We rejected the provider's argument. We stated that "[f]or [p]rovider to argue that the time period did not begin to run until it sent [insurer] the bill ignores the fact that payment was in fact made to and accepted by [p]rovider and, in accordance with the Act, if it had a dispute as to the amount paid, it had 90 days after submission of the bill to file a petition." Temple, 873 A.2d at 782.
The Bureau noted that the present case can be distinguished from Harburg. Harburg holds that an insurer is not required to pay until a provider submits the bill and the appropriate documentation. However, here Insurer did not reject the bill based on an incomplete record. It instead paid the bill to the extent it determined itself liable.
*1014 The Bureau found that once payment is made a provider "cannot sleep on its rights." (Provider's brief, Bureau opinion at 31). When payment is made, the provider must file its application within the time limits proscribed under Section 306(f.1)(5) of the Act.
We agree with the determination of the Bureau. Section 306(f.1)(2) of the Act provides that an insurer is not obligated to pay until the proper form and reports have been submitted. However, when an insurer does not reject payment based on an incomplete record and actually makes payment, with only the amount to be paid being in dispute, the provider is required to file the petition for fee review within the time limits proscribed under Section 306(f.1)(5) of the Act.
Provider argues that it could not have filed an application for fee review with the Bureau until it filed a report on the proper form with Insurer. We agree that "only a provider who has submitted the required reports and bills to an insurer has standing to seek review of the fee dispute. . . ." Harburg, 784 A.2d at 870. However, we reject Provider's contention that the statute of limitations cannot begin to run until a provider decides to perfect standing by completing its own paperwork. Nothing prevented Provider from submitting the proper paperwork to Insurer within the prescribed appeal period. Once an insurer makes payment, a provider cannot ignore the time limits for appeal by failing to submit its own paperwork.

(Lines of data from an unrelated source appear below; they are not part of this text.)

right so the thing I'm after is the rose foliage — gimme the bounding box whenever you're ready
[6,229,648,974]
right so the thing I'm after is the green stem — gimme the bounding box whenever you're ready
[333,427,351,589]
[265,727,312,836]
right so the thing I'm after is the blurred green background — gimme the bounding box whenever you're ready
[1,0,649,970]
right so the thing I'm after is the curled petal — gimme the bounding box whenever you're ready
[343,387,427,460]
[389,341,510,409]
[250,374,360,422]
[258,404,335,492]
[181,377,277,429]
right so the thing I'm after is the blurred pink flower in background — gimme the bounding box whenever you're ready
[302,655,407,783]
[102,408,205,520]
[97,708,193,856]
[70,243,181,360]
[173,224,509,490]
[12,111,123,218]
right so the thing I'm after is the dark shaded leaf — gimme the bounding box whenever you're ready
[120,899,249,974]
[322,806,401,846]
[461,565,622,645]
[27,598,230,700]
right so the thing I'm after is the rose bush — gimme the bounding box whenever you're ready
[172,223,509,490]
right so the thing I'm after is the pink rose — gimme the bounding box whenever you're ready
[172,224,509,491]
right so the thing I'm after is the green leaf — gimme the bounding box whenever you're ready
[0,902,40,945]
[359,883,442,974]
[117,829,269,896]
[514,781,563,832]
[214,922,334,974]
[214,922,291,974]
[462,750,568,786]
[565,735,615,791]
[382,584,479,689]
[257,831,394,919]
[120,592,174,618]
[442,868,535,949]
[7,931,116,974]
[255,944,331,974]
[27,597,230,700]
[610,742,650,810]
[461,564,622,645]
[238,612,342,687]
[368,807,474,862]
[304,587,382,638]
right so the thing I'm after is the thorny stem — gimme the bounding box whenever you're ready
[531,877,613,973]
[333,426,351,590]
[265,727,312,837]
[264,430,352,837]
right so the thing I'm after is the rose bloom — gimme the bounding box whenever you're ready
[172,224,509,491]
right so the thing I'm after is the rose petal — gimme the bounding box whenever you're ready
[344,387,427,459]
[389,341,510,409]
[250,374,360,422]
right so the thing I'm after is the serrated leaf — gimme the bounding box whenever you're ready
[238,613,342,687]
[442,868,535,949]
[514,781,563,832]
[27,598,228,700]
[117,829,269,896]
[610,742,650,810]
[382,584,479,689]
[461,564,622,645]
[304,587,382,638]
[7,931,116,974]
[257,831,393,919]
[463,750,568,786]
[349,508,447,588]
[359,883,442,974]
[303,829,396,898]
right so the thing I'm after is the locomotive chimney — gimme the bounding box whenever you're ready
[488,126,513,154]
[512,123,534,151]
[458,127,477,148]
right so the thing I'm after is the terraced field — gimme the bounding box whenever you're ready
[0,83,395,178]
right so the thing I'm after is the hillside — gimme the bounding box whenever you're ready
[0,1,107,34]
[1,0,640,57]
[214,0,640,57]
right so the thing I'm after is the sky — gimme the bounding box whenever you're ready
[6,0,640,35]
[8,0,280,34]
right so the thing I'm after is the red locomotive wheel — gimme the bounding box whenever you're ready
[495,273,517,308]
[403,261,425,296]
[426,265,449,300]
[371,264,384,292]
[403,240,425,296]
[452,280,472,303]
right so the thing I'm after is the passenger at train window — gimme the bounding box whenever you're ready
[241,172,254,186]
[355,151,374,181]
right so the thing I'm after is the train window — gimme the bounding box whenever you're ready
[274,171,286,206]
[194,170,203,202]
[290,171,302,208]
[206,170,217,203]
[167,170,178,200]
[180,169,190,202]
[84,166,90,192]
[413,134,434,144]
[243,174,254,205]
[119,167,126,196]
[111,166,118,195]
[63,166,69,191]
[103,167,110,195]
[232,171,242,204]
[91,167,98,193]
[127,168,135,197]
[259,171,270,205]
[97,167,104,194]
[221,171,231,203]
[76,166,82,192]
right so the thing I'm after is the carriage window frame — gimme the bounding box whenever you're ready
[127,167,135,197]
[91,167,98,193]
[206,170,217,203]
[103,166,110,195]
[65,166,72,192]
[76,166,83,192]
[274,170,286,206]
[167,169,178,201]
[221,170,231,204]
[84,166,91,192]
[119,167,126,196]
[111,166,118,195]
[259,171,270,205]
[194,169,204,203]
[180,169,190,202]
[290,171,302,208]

The original billing date was April 20, 2004, and in 2004, the Insurer made payments, with the remaining balance disputed as exceeding the reimbursement guidelines. Provider did not challenge this determination until December 20, 2005. As such, Provider failed to file the application for fee review within ninety days of the original billing date or within thirty days of the notification that treatment was disputed.

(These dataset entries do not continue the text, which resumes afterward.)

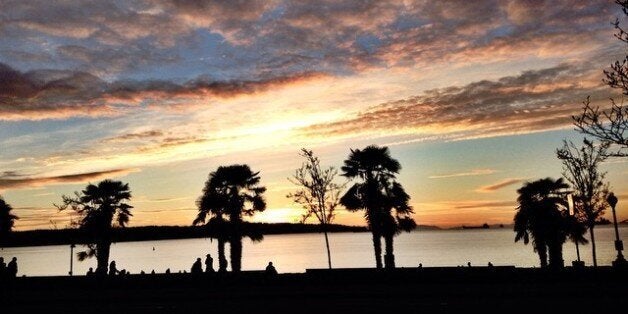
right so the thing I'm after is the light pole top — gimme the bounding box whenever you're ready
[607,192,618,208]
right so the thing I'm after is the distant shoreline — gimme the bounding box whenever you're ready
[1,223,366,248]
[3,222,624,248]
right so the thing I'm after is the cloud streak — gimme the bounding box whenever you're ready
[475,178,523,193]
[429,169,497,179]
[0,168,138,190]
[301,62,609,142]
[0,62,326,121]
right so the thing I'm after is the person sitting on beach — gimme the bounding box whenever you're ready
[205,254,214,273]
[191,258,203,274]
[165,268,171,274]
[86,267,94,276]
[488,262,494,267]
[7,257,18,278]
[109,261,119,276]
[265,262,277,276]
[0,257,6,278]
[467,262,472,267]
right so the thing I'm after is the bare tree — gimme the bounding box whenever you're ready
[556,139,610,267]
[287,149,344,269]
[573,1,628,157]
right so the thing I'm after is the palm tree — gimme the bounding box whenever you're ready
[0,196,19,243]
[195,176,230,272]
[514,178,584,269]
[381,182,416,269]
[198,165,266,272]
[57,180,133,274]
[340,145,414,269]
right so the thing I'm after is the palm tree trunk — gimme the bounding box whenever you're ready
[217,237,227,272]
[230,236,242,272]
[323,227,332,269]
[589,225,597,267]
[96,241,111,275]
[548,242,564,269]
[384,234,395,269]
[372,231,383,269]
[536,242,548,268]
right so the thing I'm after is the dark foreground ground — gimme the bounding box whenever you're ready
[2,266,627,313]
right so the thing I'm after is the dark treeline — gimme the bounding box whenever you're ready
[0,223,367,248]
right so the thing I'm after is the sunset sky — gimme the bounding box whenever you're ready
[1,0,627,230]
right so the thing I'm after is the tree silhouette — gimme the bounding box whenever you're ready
[56,180,133,275]
[557,139,610,267]
[194,182,229,272]
[197,165,266,272]
[514,178,586,269]
[340,145,415,269]
[288,148,344,269]
[0,196,19,243]
[573,1,628,157]
[380,181,416,269]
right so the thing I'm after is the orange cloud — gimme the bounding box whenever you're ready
[429,169,497,179]
[0,168,139,191]
[475,179,523,193]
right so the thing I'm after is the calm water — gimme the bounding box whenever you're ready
[1,226,626,277]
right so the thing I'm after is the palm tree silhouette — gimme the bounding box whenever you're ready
[381,182,416,268]
[514,178,585,269]
[197,165,266,272]
[195,177,230,272]
[340,145,414,269]
[57,180,133,274]
[0,196,19,243]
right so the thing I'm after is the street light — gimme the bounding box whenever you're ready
[606,193,626,267]
[69,243,76,276]
[567,193,582,265]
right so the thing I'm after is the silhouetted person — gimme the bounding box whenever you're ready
[165,268,171,274]
[86,267,94,276]
[151,269,155,275]
[418,263,422,269]
[265,262,277,276]
[109,261,118,276]
[0,257,6,278]
[205,254,214,273]
[467,262,472,267]
[7,257,17,278]
[488,262,494,267]
[140,270,145,275]
[191,258,202,274]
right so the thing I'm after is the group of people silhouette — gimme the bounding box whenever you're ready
[190,254,277,275]
[0,257,18,279]
[85,260,131,277]
[81,254,278,277]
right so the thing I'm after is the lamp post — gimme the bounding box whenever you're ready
[567,193,582,266]
[69,243,76,276]
[607,193,626,267]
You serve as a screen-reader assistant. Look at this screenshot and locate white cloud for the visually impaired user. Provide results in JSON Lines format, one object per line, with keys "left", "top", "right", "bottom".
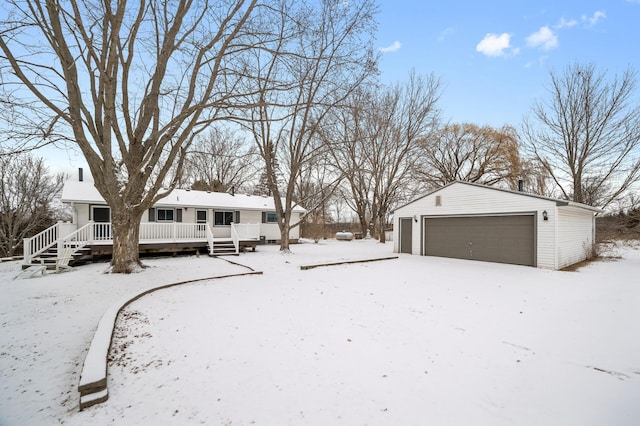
{"left": 526, "top": 26, "right": 558, "bottom": 50}
{"left": 438, "top": 27, "right": 455, "bottom": 42}
{"left": 554, "top": 17, "right": 578, "bottom": 29}
{"left": 475, "top": 33, "right": 511, "bottom": 57}
{"left": 582, "top": 10, "right": 606, "bottom": 27}
{"left": 379, "top": 41, "right": 401, "bottom": 53}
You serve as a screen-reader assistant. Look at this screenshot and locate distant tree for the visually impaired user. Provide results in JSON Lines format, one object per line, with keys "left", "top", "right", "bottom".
{"left": 0, "top": 0, "right": 262, "bottom": 272}
{"left": 522, "top": 63, "right": 640, "bottom": 208}
{"left": 516, "top": 158, "right": 555, "bottom": 196}
{"left": 417, "top": 123, "right": 521, "bottom": 188}
{"left": 0, "top": 153, "right": 64, "bottom": 257}
{"left": 183, "top": 127, "right": 258, "bottom": 193}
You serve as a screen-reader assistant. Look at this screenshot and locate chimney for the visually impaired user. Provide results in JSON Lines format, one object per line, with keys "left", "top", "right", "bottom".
{"left": 231, "top": 185, "right": 235, "bottom": 196}
{"left": 79, "top": 168, "right": 84, "bottom": 182}
{"left": 518, "top": 179, "right": 523, "bottom": 192}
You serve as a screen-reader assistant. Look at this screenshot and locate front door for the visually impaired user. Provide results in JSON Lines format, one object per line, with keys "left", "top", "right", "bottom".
{"left": 196, "top": 210, "right": 207, "bottom": 236}
{"left": 400, "top": 217, "right": 413, "bottom": 254}
{"left": 92, "top": 206, "right": 111, "bottom": 239}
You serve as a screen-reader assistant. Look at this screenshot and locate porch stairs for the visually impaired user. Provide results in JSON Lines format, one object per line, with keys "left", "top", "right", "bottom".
{"left": 209, "top": 239, "right": 238, "bottom": 257}
{"left": 23, "top": 244, "right": 92, "bottom": 270}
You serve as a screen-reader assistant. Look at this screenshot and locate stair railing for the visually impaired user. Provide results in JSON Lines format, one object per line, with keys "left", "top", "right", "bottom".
{"left": 23, "top": 222, "right": 61, "bottom": 265}
{"left": 230, "top": 223, "right": 240, "bottom": 254}
{"left": 56, "top": 221, "right": 99, "bottom": 257}
{"left": 206, "top": 223, "right": 215, "bottom": 255}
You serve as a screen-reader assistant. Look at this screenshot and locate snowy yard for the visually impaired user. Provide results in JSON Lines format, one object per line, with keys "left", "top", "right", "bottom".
{"left": 1, "top": 239, "right": 640, "bottom": 425}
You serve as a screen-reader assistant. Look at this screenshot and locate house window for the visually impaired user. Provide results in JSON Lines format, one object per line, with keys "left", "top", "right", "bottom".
{"left": 214, "top": 211, "right": 235, "bottom": 226}
{"left": 262, "top": 211, "right": 278, "bottom": 223}
{"left": 157, "top": 208, "right": 174, "bottom": 222}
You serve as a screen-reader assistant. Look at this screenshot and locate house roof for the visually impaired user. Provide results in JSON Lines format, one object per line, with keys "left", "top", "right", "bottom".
{"left": 392, "top": 181, "right": 603, "bottom": 214}
{"left": 61, "top": 180, "right": 306, "bottom": 213}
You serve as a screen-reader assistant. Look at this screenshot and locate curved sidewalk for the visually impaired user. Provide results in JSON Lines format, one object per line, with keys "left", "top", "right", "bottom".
{"left": 78, "top": 266, "right": 262, "bottom": 410}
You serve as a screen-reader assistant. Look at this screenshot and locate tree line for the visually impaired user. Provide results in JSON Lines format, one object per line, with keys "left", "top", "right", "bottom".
{"left": 1, "top": 1, "right": 639, "bottom": 271}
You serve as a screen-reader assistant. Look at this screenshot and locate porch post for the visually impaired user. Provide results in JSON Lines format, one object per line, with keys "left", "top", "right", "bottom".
{"left": 23, "top": 238, "right": 31, "bottom": 264}
{"left": 89, "top": 220, "right": 95, "bottom": 244}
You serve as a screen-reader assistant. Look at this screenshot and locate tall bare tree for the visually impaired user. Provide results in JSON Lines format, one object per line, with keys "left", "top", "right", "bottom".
{"left": 326, "top": 72, "right": 441, "bottom": 242}
{"left": 417, "top": 123, "right": 521, "bottom": 188}
{"left": 522, "top": 62, "right": 640, "bottom": 208}
{"left": 183, "top": 127, "right": 258, "bottom": 193}
{"left": 0, "top": 153, "right": 64, "bottom": 257}
{"left": 0, "top": 0, "right": 261, "bottom": 272}
{"left": 242, "top": 0, "right": 378, "bottom": 251}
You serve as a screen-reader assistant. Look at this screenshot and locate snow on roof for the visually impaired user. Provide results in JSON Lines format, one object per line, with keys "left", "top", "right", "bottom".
{"left": 392, "top": 180, "right": 603, "bottom": 214}
{"left": 61, "top": 180, "right": 306, "bottom": 213}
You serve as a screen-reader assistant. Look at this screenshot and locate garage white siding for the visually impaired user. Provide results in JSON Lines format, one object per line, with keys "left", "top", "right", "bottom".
{"left": 392, "top": 181, "right": 600, "bottom": 270}
{"left": 556, "top": 207, "right": 595, "bottom": 269}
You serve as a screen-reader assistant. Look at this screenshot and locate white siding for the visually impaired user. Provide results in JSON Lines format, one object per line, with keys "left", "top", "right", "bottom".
{"left": 393, "top": 183, "right": 558, "bottom": 269}
{"left": 76, "top": 204, "right": 90, "bottom": 227}
{"left": 241, "top": 210, "right": 262, "bottom": 224}
{"left": 556, "top": 207, "right": 595, "bottom": 269}
{"left": 259, "top": 213, "right": 301, "bottom": 241}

Accordingly, the order of the Bureau is affirmed.
ORDER
AND NOW, this 23rd day of August, 2007, the order of the Bureau of Workers' Compensation is affirmed.
NOTES
[1] Act of June 2, 1915, P.L. 736, as amended, 77 P.S. § 531(5).

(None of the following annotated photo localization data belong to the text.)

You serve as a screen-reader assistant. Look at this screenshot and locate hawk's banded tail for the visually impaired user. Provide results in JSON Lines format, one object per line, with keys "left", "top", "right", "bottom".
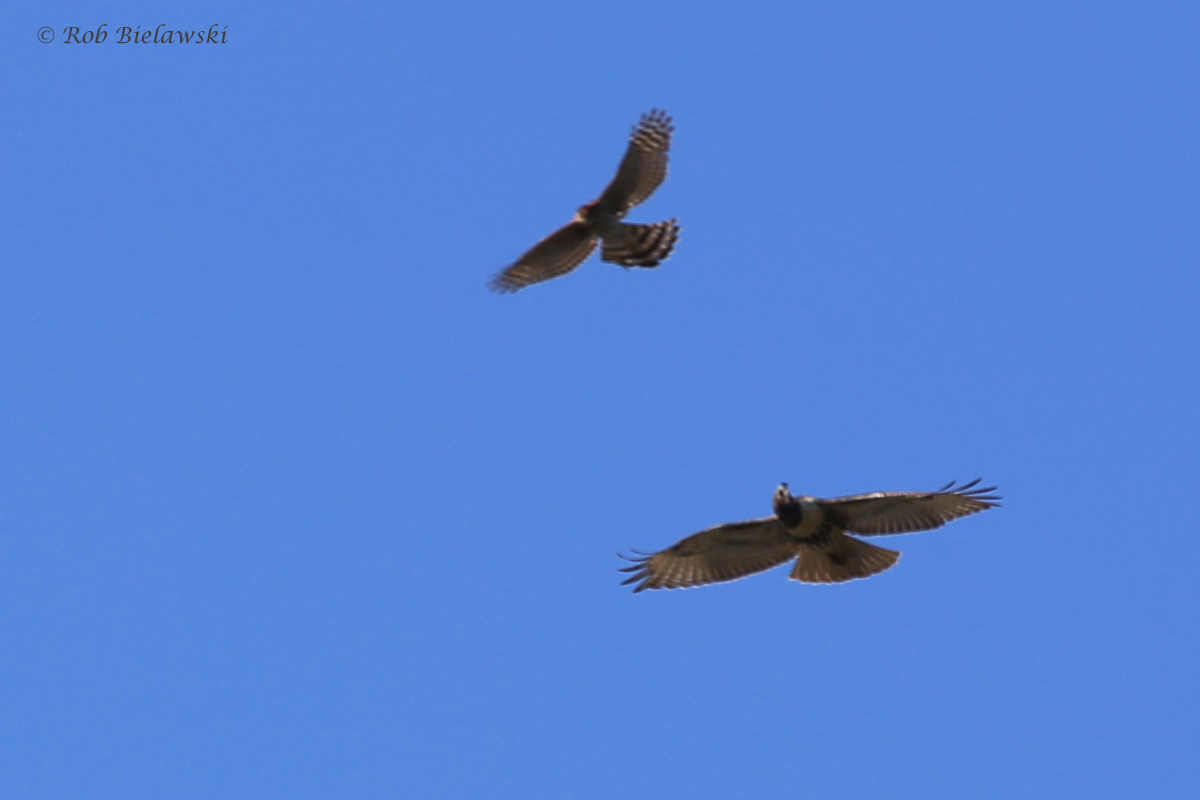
{"left": 601, "top": 219, "right": 680, "bottom": 268}
{"left": 789, "top": 536, "right": 900, "bottom": 584}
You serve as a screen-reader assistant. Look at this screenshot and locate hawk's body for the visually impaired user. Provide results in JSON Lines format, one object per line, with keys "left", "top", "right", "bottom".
{"left": 490, "top": 110, "right": 679, "bottom": 293}
{"left": 619, "top": 480, "right": 1000, "bottom": 592}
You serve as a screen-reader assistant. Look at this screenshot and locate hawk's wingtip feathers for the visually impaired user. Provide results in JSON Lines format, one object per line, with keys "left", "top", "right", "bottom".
{"left": 937, "top": 478, "right": 1002, "bottom": 506}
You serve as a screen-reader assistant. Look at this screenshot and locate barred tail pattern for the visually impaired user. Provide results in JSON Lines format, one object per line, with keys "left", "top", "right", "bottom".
{"left": 601, "top": 219, "right": 680, "bottom": 268}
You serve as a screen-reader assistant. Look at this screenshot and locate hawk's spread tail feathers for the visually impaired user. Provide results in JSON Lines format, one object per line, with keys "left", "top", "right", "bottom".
{"left": 789, "top": 537, "right": 900, "bottom": 584}
{"left": 601, "top": 219, "right": 680, "bottom": 268}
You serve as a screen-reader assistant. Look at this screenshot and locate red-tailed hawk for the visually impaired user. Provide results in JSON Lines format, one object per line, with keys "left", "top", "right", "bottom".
{"left": 489, "top": 109, "right": 680, "bottom": 293}
{"left": 619, "top": 480, "right": 1000, "bottom": 592}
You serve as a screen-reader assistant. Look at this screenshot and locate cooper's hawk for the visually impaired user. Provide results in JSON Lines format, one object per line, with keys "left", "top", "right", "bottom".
{"left": 489, "top": 109, "right": 680, "bottom": 293}
{"left": 619, "top": 480, "right": 1000, "bottom": 592}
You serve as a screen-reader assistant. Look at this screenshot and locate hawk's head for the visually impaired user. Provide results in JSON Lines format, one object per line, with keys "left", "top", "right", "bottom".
{"left": 773, "top": 483, "right": 802, "bottom": 528}
{"left": 575, "top": 200, "right": 599, "bottom": 223}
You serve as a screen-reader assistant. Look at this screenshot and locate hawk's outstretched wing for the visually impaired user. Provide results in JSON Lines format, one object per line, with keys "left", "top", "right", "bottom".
{"left": 822, "top": 479, "right": 1001, "bottom": 536}
{"left": 489, "top": 221, "right": 598, "bottom": 293}
{"left": 619, "top": 517, "right": 796, "bottom": 592}
{"left": 594, "top": 109, "right": 673, "bottom": 215}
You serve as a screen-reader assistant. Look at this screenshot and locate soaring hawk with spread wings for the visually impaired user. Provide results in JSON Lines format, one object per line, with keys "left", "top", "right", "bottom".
{"left": 489, "top": 109, "right": 680, "bottom": 293}
{"left": 619, "top": 480, "right": 1000, "bottom": 592}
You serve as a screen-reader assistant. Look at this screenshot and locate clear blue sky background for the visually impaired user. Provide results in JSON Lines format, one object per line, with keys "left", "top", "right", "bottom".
{"left": 4, "top": 2, "right": 1198, "bottom": 797}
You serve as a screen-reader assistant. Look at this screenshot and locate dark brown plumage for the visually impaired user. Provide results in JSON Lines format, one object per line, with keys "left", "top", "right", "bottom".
{"left": 619, "top": 480, "right": 1000, "bottom": 592}
{"left": 489, "top": 110, "right": 679, "bottom": 293}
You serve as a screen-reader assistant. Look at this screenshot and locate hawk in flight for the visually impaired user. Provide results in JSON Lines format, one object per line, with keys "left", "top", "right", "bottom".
{"left": 619, "top": 480, "right": 999, "bottom": 592}
{"left": 489, "top": 109, "right": 680, "bottom": 293}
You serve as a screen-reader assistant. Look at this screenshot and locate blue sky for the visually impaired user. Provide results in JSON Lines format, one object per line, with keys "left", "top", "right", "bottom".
{"left": 3, "top": 2, "right": 1198, "bottom": 797}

[2] Insurer stipulated that it received a LIBC-9 form from Insurer on October 10, 2005. Insurer also stipulated that its file did not contain a LIBC-9 form sent at an earlier date.
[3] This Court's scope of review is limited to determining whether constitutional rights were violated, an error of law committed or whether the necessary findings are supported by substantial evidence. Lehigh County Vo-Tech School v. Workmen's Compensation Appeal Board (Wolfe), 539 Pa. 322, 652 A.2d 797 (1995).
[4] 77 P.S. § 531(2). Section 306(f.1)(2) states that a provider must file periodic reports with the employer/insurer, on a form prescribed the department, which must include a claimant's history, diagnosis, treatment, prognosis and physical findings. It further states that the insurer is not liable to pay for treatment until the report is filed.